Don't forget that teh definition of service industries is reidiculously broad. It includes pharamceuticals, education, health, real estate and transport e.g. if you are building a new road or railway line you are in the service industry.

Gups

I hate to defend Osborne but not sure what else he was meant to do.

There has been no austerity in reality. We are running a deficit of about 6%. There is really onl the promise of future austerity and the failure to stimulus spend, an option not really open to the UK in the way that it was to the US. The one huge mistake (made for cynical political reasons and knowing it was a mistake) was to ringfence NHS budgets.

I don't think it's helpful really to compare the UK economy with the US. We are much more exposed to the Eurozone and have much less room for manouevre.

Finally, 0.7% is OK but all the signs are that Q3 will see a much bigger improvement - certainly over 1% and maybe as much as 1.5%. The recent PMIs for the UK are better than any other G20 country.

The Minsky Moment

Quote from: Gups on September 12, 2013, 06:48:12 AM
There has been no austerity in reality. We are running a deficit of about 6%.

That doesn't mean there was no austerity.  That just means that the austerity policy - the real cuts in spending - failed get the deficits under control, which is exactly what many economists would predict would happen if you try to cut into a severe recession.

QuoteI don't think it's helpful really to compare the UK economy with the US. We are much more exposed to the Eurozone and have much less room for manouevre.
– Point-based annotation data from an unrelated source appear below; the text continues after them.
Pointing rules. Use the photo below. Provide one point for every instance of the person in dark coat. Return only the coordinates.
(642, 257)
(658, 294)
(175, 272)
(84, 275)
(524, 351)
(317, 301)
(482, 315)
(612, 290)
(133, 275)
It is not clear to me why that is a big disadvantage, given that the UK retains its own currency.
One could argue (and the market monetarists probably would argue) that the BOE did not ease as aggressively as the Fed.  One could also contrast the shale boom in the US with the decline in North Sea production on the supply side.
That's why I don't think one can state with confidence that the austerity caused the differential.  But it is far more dubious to claim that the policy was a success.  The evidence of that is non-existent.

Quotebut not sure what else he was meant to do.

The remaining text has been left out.